The term of sheriff was for two years and Levi was involved in many ventures besides filling the office of sheriff. After serving the 2 year term as Sheriff, he did not run for re-election. Levi did run for Sheriff again in 1900 and lost to George Metcalf. 

 As stated in an earlier article, Johnson was involved with George Babcock in the discovery of the Golden Sceptre. With the building of Quigley, Levi constructed a sawmill a short distance up Rock Creek that was put into operation on May 28, 1896. According to “Up the Creek.” written by Darlene Olsen, after the fall of Quigley, Johnson opened a sawmill on 160 acres he bought near the junction of Willow Creek and Rock Creek. Research does not reveal that Levi owned property on this Willow Creek. His ranch was located on Lower Willow Creek where he was operating a sawmill at the time of his death. 
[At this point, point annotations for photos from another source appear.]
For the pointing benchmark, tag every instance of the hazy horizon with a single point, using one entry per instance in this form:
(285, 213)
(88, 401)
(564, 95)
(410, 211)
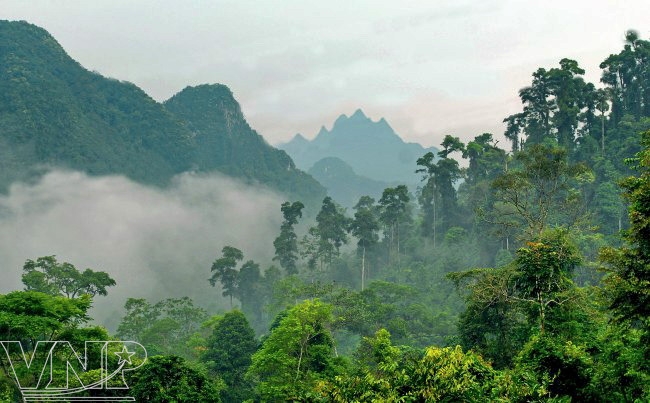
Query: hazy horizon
(429, 69)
 Levi’s funeral notice in the Philipsburg Mail states that he died at the Conn ranch on Willow Creek and under the headlines “Johnson’s Death Statement” in the March 28, 1902 Mail is the following description: 
The trial of Thomas J. Wilson charged with murdering ex-sheriff Levi C. Johnson in November last, was commenced in the District Court in this city… On the morning of November 27th last, at his saw-mill near the Conn ranch on Willow Creek, Levi C. Johnson was shot and mortally wounded by Thomas J. Wilson, his engineer. Two days later the injuries proved fatal.
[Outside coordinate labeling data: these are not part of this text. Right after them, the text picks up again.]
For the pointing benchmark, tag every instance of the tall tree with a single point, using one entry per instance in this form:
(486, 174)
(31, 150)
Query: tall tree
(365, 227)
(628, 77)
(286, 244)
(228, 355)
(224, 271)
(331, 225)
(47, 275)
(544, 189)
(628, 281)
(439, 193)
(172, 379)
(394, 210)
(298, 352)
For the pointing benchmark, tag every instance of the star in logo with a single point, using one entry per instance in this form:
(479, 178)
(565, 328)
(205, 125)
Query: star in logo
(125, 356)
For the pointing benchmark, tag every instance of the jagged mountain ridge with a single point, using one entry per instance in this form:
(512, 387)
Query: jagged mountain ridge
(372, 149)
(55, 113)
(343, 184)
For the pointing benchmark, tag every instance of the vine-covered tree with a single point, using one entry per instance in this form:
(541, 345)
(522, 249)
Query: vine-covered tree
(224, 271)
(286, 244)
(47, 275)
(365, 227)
 Leading up to the tragedy there was some little misunderstanding concerning a ratchet breast drill that was missing and Johnson accused Wilson of getting away with it. What occurred in the bunk house no one knows as the two men were alone.
 As the trial began the state produced plats of the Johnson saw-mill camp where the shooting occurred and the dying statement of Levi C. Johnson, which follows: November 27, 1901. I, Levi C. Johnson, believing that I am about to die, do now make my declaration to the facts that led up to my receiving the wound of which I am dying. I believe that I cannot recover and that I will die from the effects of the wound from which I am suffering.
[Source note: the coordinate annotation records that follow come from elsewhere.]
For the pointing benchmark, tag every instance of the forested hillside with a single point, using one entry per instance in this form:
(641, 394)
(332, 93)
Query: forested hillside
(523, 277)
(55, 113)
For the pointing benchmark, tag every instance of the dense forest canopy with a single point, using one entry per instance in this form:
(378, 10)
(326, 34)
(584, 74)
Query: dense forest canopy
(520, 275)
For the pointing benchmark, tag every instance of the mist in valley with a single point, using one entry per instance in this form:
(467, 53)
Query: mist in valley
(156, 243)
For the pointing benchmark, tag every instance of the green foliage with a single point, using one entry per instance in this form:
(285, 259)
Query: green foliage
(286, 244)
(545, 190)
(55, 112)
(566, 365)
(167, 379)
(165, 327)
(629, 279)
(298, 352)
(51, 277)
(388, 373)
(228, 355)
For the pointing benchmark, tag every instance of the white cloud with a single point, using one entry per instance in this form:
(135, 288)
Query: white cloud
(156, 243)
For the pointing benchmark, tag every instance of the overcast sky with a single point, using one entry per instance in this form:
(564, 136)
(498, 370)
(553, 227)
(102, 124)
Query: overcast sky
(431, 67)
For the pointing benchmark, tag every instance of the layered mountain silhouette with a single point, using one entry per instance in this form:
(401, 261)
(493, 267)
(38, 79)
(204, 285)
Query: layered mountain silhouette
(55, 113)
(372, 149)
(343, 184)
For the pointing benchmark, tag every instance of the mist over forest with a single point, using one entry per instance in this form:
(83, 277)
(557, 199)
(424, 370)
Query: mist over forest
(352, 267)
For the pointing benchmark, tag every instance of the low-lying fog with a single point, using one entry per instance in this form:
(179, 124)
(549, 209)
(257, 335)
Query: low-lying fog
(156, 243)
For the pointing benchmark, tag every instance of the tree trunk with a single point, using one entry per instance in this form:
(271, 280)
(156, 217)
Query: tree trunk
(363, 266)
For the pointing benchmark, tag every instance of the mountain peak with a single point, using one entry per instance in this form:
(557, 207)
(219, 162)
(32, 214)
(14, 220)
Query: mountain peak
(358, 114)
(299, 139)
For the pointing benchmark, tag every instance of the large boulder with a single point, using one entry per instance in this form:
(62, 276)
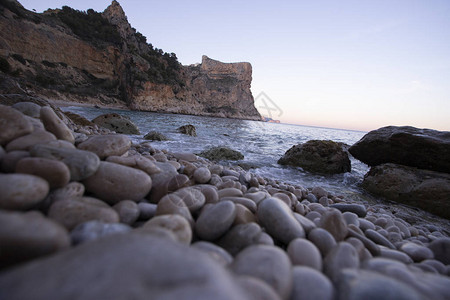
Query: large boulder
(425, 189)
(406, 145)
(117, 123)
(325, 157)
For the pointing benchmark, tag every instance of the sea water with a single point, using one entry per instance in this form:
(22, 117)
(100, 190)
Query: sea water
(262, 144)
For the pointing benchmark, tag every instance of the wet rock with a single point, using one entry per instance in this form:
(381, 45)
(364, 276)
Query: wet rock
(55, 125)
(117, 123)
(13, 123)
(25, 236)
(113, 183)
(21, 191)
(106, 145)
(318, 156)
 About nine this morning, in the bunk house at the saw-mill on Willow creek, Thomas Wilson, the engineer, was packing his effects preparatory to leaving. He had quit and I had settled with him and paid him off. I went into the bunk house and told him to leave that breast drill that he had taken from my camp at the dam at Georgetown Flats. He said that he would not do it; that he had no breast drill that belonged to me or the company; that the drill he had he had bought from the Missoula Mercantile Company and had paid for it. I told him that I had been informed different. He said that he would take it with him. I said he should not. We had a kind of clinch and he put his hand in his hip pocket and pulled a pistol and fired three or four shots... After the shots were fired I walked out of the bunk house and said to Thompson and some more of the men around there: “Boys, he has killed me, or shot me, or something like that,” when I saw the hole in me… I have now told all that occurred at the bunk house between me and Wilson as near as I can remember and the foregoing statement I solemnly make in the belief that I am about to die from the effects of the wound received at the hands of Thomas Wilson.

 L.C. Johnson Levi died two days later on November 29, 1901, at the Conn ranch at the age of 46. His remains were brought to the Odd fellow’s Hall in Philipsburg where the body was guarded around the clock by the membership. Internment was in the Philipsburg cemetery. Levi’s headstone states he was born on February 4, 1855 but research does not detail his birthplace. 

The jury found Wilson not guilty after Dr. Conyngham testified he had multiple defense wounds which demonstrated he fired in self defense.